Dopo gli attentati di Charlie Hebdo a Parigi del gennaio 2015, i funzionari dell’antimafia e dell’antiterrorismo italiani hanno scoperto delle connessioni di lunga data esistenti tra i combattenti Jihadisti e la Camorra napoletana; hanno anche trovato dei legami con Cosa Nostra siciliana e con la ‘ndrangheta calabrese, seguendo il traffico di armi dall’ex Jugoslavia e da diversi paesi africani che sembra che sbarchino “più facilmente” nei porti del napoletano.

L’Antimafia italiana negli ultimi 12 mesi ha eseguito tre importanti arresti durante i quali sono stati confiscati arsenali pieni di armi tra cui: Kalashnikov; fucili mitragliatori; giubbotti antiproiettile; centinaia di pezzi di munizioni, pronti per essere venduti ai collegamenti dei terroristi. È stato trovato anche un listino prezzi – scritto in arabo, francese e italiano – per una vasta gamma di armi disponibili a prezzi che vanno da € 250 a € 3,000.

NAPOLI, IL PORTO DELLA JIHAD EUROPEA

Franco Roberti, Procuratore Antimafia

Franco Roberti, importante procuratore antimafia, prima degli attacchi di Bruxelles, ha ricordato che:

“Napoli è stata, per molti anni, base di una centrale logistica per il Medio Oriente. La camorra è attiva nel mondo del terrorismo jihadista che passa da Napoli. Napoli si presta a questo tipo di attività. In passato ci sono stati contatti tra militanti jihadisti e clan camorristi.”

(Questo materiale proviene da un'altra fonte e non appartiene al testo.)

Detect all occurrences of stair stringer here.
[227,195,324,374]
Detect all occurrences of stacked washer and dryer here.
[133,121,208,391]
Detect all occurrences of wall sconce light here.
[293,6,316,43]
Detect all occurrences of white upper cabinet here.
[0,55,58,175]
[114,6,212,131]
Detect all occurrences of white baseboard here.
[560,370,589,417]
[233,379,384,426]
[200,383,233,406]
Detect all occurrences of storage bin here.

Dice ancora che le forze che combattono la mafia in Italia hanno “sventato complotti e sinergie” tra terroristi e mafiosi. Quello che non è noto, naturalmente, è quante siano state le trame non sventate.

Pierluigi Vigna, procuratore nazionale antimafia, prima di morire nel 2012 ricordò che:

“Abbiamo le prove che gruppi di camorra sono implicati in uno scambio armi-droga con gruppi terroristici”.

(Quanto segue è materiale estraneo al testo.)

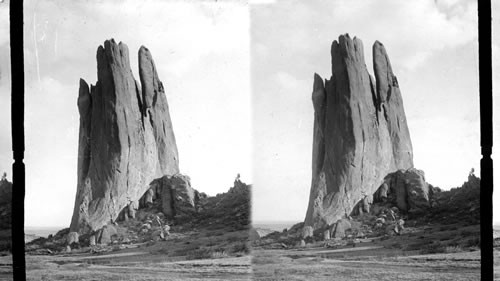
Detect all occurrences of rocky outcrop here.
[70,39,179,234]
[147,174,199,218]
[0,176,11,252]
[305,34,413,229]
[382,168,430,212]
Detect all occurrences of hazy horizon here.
[0,0,500,227]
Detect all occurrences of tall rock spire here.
[305,34,413,229]
[70,39,179,234]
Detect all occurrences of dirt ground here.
[252,244,490,281]
[19,248,251,281]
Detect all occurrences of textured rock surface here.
[70,39,179,234]
[332,219,351,238]
[152,174,198,218]
[386,168,430,212]
[305,35,413,229]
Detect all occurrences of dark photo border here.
[10,0,494,280]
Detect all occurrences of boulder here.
[299,239,306,248]
[323,229,330,240]
[97,225,117,245]
[304,34,413,229]
[332,219,351,238]
[152,174,196,218]
[66,231,79,245]
[89,234,96,246]
[301,226,314,239]
[387,168,430,212]
[70,39,179,234]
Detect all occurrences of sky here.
[0,0,500,227]
[0,0,251,227]
[251,0,500,221]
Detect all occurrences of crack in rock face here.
[304,34,413,229]
[70,39,179,234]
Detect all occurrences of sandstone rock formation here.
[150,174,199,218]
[375,168,430,212]
[0,174,11,252]
[304,34,413,229]
[70,39,179,234]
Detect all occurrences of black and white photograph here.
[0,0,500,281]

Le parole di Vigna sono state citate in varie intercettazioni di Wikileaks che vedono implicato il governo degli Stati Uniti. Che era, da parecchio tempo, ben consapevole dell’esistenza di questa connessione terroristico-mafiosa.

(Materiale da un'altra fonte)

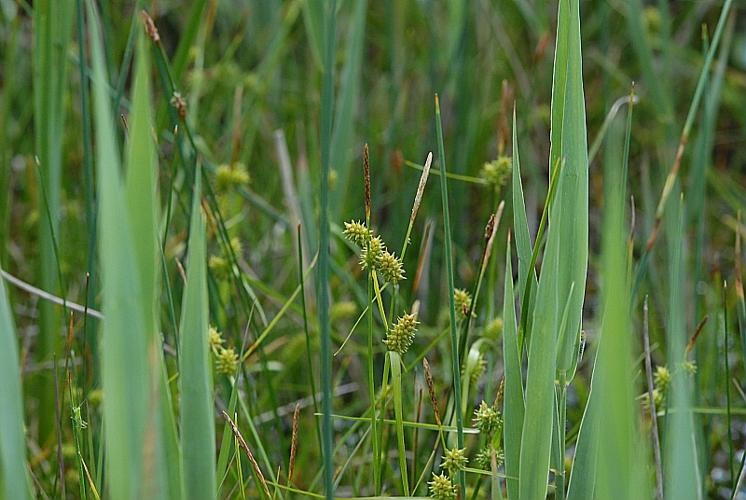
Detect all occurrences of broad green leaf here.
[503,239,524,498]
[125,33,181,498]
[592,108,649,500]
[519,205,560,500]
[31,0,74,440]
[0,278,31,499]
[89,4,153,499]
[331,0,368,213]
[567,348,602,500]
[179,173,217,500]
[512,109,537,309]
[549,0,588,372]
[388,351,409,496]
[663,194,702,499]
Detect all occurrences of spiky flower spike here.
[378,250,404,285]
[383,314,419,355]
[441,448,469,477]
[476,445,505,470]
[207,325,225,350]
[453,288,471,318]
[360,236,386,269]
[481,156,513,189]
[344,220,373,248]
[474,400,502,436]
[215,347,238,375]
[427,472,456,500]
[653,366,671,392]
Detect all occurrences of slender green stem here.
[318,0,337,500]
[435,94,466,494]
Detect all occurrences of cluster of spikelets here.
[383,314,419,355]
[474,401,504,469]
[640,361,697,409]
[453,288,475,318]
[481,155,513,189]
[215,162,251,193]
[428,401,504,500]
[207,237,243,279]
[207,326,238,375]
[344,220,405,285]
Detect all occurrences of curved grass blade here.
[0,268,31,499]
[179,175,216,500]
[503,237,525,498]
[89,3,156,499]
[435,94,466,494]
[125,32,181,498]
[388,351,409,496]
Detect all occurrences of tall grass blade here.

Secondo un cable sull’Italia scritto dall’FBI:

“L’interazione criminale tra criminalità organizzata italiana e gruppi estremisti islamici offre ai potenziali terroristi un accesso ai finanziamenti e all’appoggio logistico delle organizzazioni criminali che si servono delle rotte del contrabbando stabilite e radicate sul territorio grazie alla presenza degli Stati Uniti.”

SALAH L’ITALIANO

Salah Abdeslam

Gli investigatori dicono che il supporto logistico al movimento dei combattenti della Jihad in Europa è uno dei fili più difficili da strappare.

La scorsa estate, Salah Abdeslam, che fino alla settimana scorsa era l’uomo più ricercato in Europa per il suo ruolo negli attentati terroristici di Parigi, ha viaggiato liberamente per tutta l’Italia con l’aiuto di una rete di quello che potrebbe essere definito “un agente di viaggi del terrorismo” sponsorizzato dalla mafia.

Le autorità italiane dicono che lo scorso agosto ha preso un traghetto da Bari per la Grecia; che ha usato una carta di debito pre-pagata fino a quando si sono verificati gli attentati di Parigi; che ha usato il suo vero nome riportato su documenti italiani falsi.

L’idea che l’uomo più ricercato d’Europa se ne andasse a spasso libero è abbastanza preoccupante; ma è almeno altrettanto preoccupante che le armi che vengono contrabbandate verso l’Italia finiscano tutte per essere usate poi nelle capitali europee.  

Michele Del Prete, un funzionario dell’antiterrorismo italiano che studia i legami tra criminalità organizzata e jihadisti violenti, mette in guardia sul fatto che queste due forze del male abbiano trovato:

“Una comoda partnership. È chiaro e comprovato che il clima fuorilegge di Napoli spesso ha creato condizioni favorevoli sia per un  supporto logistico che per il passaggio di armi e di documenti falsi. Ci sono gruppi specializzati che abbiamo monitorato in vari comuni e prefetture di cui  sappiamo che vengono utilizzati dal terrorismo.”

Poi l’inquirente fa un ulteriore passo avanti:

“La Campania, in particolare nelle aree  di Caserta e di Castel Volturno, è uno dei principali punti di entrata in l’Europa per chi vuole diventare terrorista. È stato dimostrato da numerose ricerche. Adesso poi  non ci sono più  dubbi.”